UK wants easy movement of fish

nigel edwards

THE British government is striving to achieve the frictionless movement of seafood and other commodities, Nigel Edwards, technical and social responsibility director of Seachill, told the Norwegian Seafood Council summit in London.
The conference, held last week, was called by the council to discuss the impact of Brexit and developing trends among consumers.
It attracted more than 200 delegates, including 160 from Norway, the UK, France and Russia. The council described the event as a great success and a valued opportunity to bring the supply chain together to better the industry.
It also emerged that Norway is keen to avoid any impasse by striking immediate post Brexit deals with both the EU and the UK.
Britain is one of its most important markets for both salmon and white fish – and is growing.
There was also tacit acknowledgement that Norway needed to do more to develop its internet sales mechanism.
Edwards (pictured), who was also representing the UK Industry Seafood Alliance, which includes his own company and other big players such as Young\’s, said the industry was anxious to avoid both tariff and non-tariff barriers.
‘That is still subject to negotiation and an important aspect of the next round of EU-UK talks,’ he said.
‘There are border implications of the UK having to apply a hard frontier to all imports but it can decide how the inspection regime will be implemented.’

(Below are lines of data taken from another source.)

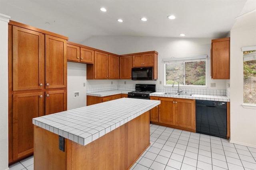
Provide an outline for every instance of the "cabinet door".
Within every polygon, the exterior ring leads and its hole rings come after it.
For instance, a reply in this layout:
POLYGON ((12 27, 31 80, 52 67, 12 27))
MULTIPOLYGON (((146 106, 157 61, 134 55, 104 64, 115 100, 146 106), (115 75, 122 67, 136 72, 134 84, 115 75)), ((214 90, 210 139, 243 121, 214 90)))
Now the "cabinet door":
POLYGON ((146 54, 143 55, 143 66, 154 66, 154 54, 146 54))
POLYGON ((94 78, 107 79, 108 77, 108 54, 95 51, 94 62, 94 78))
MULTIPOLYGON (((158 100, 157 97, 150 96, 150 100, 158 100)), ((150 121, 158 122, 158 106, 157 106, 150 110, 150 121)))
POLYGON ((70 61, 79 61, 80 59, 80 47, 67 44, 67 59, 70 61))
POLYGON ((45 35, 46 88, 66 86, 66 40, 45 35))
POLYGON ((44 83, 44 35, 13 27, 13 90, 42 89, 44 83))
POLYGON ((46 115, 67 110, 66 90, 49 91, 45 94, 46 115))
POLYGON ((17 160, 33 153, 32 119, 44 115, 43 96, 41 92, 14 94, 13 100, 13 159, 17 160))
POLYGON ((121 57, 120 60, 120 78, 131 79, 132 67, 132 56, 121 57))
POLYGON ((159 107, 159 122, 174 125, 174 107, 172 98, 159 98, 161 104, 159 107))
POLYGON ((230 79, 229 39, 226 38, 212 40, 211 61, 213 79, 230 79))
POLYGON ((94 51, 84 48, 80 48, 81 59, 80 61, 93 64, 94 61, 94 51))
POLYGON ((108 55, 108 79, 119 78, 119 57, 108 55))
POLYGON ((176 99, 175 102, 175 125, 196 130, 195 100, 176 99))
POLYGON ((112 96, 105 97, 104 98, 102 98, 102 102, 110 101, 110 100, 113 100, 113 98, 112 96))
POLYGON ((133 67, 144 66, 144 62, 142 55, 134 55, 132 56, 132 66, 133 67))

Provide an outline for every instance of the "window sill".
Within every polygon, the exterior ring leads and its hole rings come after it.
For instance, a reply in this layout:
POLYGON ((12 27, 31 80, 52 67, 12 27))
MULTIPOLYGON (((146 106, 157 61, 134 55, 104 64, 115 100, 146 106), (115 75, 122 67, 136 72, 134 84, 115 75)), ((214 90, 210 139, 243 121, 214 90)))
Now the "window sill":
MULTIPOLYGON (((178 88, 178 85, 177 84, 174 84, 174 88, 178 88)), ((172 88, 172 85, 166 85, 166 84, 165 84, 164 85, 164 87, 166 88, 172 88)), ((199 88, 199 89, 201 89, 201 88, 207 88, 207 87, 208 87, 208 86, 197 86, 197 85, 180 85, 180 87, 182 87, 183 88, 199 88)))
POLYGON ((256 109, 256 104, 242 104, 242 106, 246 109, 256 109))

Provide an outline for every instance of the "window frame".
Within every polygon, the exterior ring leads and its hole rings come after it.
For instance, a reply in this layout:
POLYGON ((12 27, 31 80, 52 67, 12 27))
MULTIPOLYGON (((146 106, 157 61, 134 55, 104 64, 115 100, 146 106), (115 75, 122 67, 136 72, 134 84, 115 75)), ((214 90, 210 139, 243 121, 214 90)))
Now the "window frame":
MULTIPOLYGON (((193 88, 206 88, 207 87, 207 76, 206 70, 207 65, 207 55, 200 55, 194 56, 190 56, 184 57, 179 58, 165 58, 163 59, 164 64, 164 86, 166 88, 172 87, 172 84, 166 84, 166 64, 175 63, 184 63, 184 67, 185 68, 183 69, 183 82, 182 83, 184 84, 180 84, 180 87, 193 87, 193 88), (186 82, 186 77, 185 75, 186 73, 186 62, 189 62, 192 61, 205 61, 205 85, 186 85, 184 82, 186 82)), ((177 84, 174 84, 174 86, 177 86, 177 84)))
MULTIPOLYGON (((243 47, 241 48, 241 51, 243 54, 243 63, 244 63, 244 52, 256 50, 256 45, 249 47, 243 47)), ((243 68, 243 72, 244 68, 243 68)), ((244 83, 244 74, 243 74, 243 84, 244 83)), ((243 85, 243 92, 244 92, 244 85, 243 85)), ((243 95, 243 103, 242 104, 242 106, 245 108, 256 109, 256 104, 250 104, 244 103, 244 95, 243 95)))

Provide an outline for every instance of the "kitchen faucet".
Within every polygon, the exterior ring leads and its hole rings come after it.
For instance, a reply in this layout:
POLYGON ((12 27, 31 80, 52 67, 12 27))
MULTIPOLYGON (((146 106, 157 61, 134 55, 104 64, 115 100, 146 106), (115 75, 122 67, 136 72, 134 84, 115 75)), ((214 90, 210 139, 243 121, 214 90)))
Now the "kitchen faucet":
POLYGON ((174 83, 175 82, 178 82, 178 93, 180 93, 182 92, 182 90, 180 90, 180 83, 178 81, 174 81, 172 84, 172 87, 174 87, 174 83))

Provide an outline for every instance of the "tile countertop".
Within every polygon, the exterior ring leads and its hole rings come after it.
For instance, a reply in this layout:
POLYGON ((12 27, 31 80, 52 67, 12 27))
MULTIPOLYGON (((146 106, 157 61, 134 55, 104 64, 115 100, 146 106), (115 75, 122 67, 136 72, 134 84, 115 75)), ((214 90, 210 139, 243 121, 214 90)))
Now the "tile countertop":
POLYGON ((155 92, 150 93, 152 96, 165 97, 169 98, 180 98, 182 99, 196 99, 205 100, 212 100, 219 102, 230 102, 230 98, 226 96, 210 95, 206 94, 193 94, 191 96, 176 96, 169 94, 164 94, 165 92, 155 92))
POLYGON ((86 145, 160 103, 122 98, 35 118, 33 124, 86 145))
POLYGON ((128 92, 134 90, 114 90, 104 91, 100 92, 92 92, 86 94, 88 96, 93 96, 98 97, 104 97, 108 96, 114 95, 118 94, 127 94, 128 92))

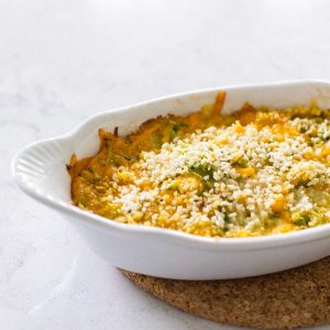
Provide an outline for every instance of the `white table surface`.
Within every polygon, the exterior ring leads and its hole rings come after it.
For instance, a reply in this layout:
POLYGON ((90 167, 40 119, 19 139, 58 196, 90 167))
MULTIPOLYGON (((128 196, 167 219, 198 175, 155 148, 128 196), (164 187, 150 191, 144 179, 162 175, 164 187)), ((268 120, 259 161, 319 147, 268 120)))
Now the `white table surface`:
POLYGON ((330 1, 0 0, 0 329, 233 329, 136 289, 10 161, 101 110, 329 64, 330 1))

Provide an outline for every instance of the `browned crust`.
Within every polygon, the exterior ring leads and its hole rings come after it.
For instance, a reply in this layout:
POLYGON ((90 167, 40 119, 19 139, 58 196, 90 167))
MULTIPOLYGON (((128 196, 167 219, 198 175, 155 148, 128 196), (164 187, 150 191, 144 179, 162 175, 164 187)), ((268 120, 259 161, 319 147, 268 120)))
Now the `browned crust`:
POLYGON ((173 280, 120 271, 169 305, 221 323, 294 329, 330 322, 330 256, 277 274, 230 280, 173 280))

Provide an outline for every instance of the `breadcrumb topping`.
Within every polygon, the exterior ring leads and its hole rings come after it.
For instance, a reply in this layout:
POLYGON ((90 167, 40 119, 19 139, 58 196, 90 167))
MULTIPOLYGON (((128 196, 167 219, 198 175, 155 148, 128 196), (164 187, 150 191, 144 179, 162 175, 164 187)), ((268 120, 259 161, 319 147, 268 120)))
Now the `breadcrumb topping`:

He pointed out that UK seafood processors had a combined turnover of £4.2 billion and employed some 14,000 people, a significant percentage of which were EU nationals.
But the bulk of raw material – 90 per cent in the case of cod – came from outside the EU. This meant total EU white fish catches were only around 500,000 tonnes against a market need of three million tonnes.
‘So regardless of who catches what in UK/EU waters, maintaining existing trade flows is essential to meeting consumer needs across the EU and maintaining market share against competing proteins.’
Edwards said both the UK and Norway processing sectors depended heavily on migrant and seasonal workers from the EU.
It was important, therefore, that fish workers should be regarded as highly skilled workers, allowing appropriate movement if a labour shortage was to be avoided. He did not think automation could fill the gap.
He stressed that the industry had to be prepared for what was coming and this included providing trade data to support impact assessments and negotiation and to prepare for new customs and trade relations.
It was also important to stay engaged with European trade groups and remain optimistic.
‘Seafood is the most widely traded commodity and our consumers love it,’ he told the audience.
‘It is our collective responsibility to ensure they have access to the seafood they want and at prices they can afford.’